I agree go to a local shop and they usually have nets hanging there that you can look at and most will let you go outside and throw them. At least at brunsons in foley al and fishermans discount in fairhope al they will.


----------



## Charlie2 (Oct 2, 2007)

A brail net has a horn(ring) at the top. When the horn is allowed to slide down to the lead line(leads) it forms a bag. Pulling the horn back to the swivel collapses the bag and you shake the fish out. It is used mainly for deep water and is generally made heavier(weight to webbing ratio).



A bag net has the lead line pulled back under and secured by short lines called tucks forming a continuous bag around the perimeter. You have to pick the fish out by hand. It is called a Spanish Net for some reason. Generally used for wading on the flats for mullet. It also has a lesser weight to webbing ratio because it is usually carried while waiting for fish to show up and is generally used to shallow(er) water.It allows you to pick the fish out to put them into your bag



I made and sold these nets for some 60 years.



I still have some old nylon nets(the predecessor for monofilament. They required to dip in some exotic substance to make them stiff.

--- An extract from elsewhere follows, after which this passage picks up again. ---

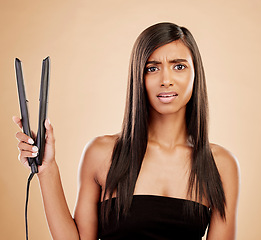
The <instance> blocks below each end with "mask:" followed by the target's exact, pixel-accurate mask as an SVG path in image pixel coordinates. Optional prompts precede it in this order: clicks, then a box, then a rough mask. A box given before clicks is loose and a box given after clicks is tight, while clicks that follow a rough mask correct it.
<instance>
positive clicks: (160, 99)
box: [157, 92, 178, 103]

Monofilament changed all of this. It doesn't require dipping but some people still do. Others use fabric softener which softens by removing fish goo which makes it stiff.



I could go on and on. If you want a straight answer go to the source. JMHO C2


----------



## bwhite55 (Oct 13, 2007)

i've only used braille nets and i love em....i've never tried bag nets tho, so i don't have a good comparison. maybe i'll get a 10-12 foot bag net to compare?


----------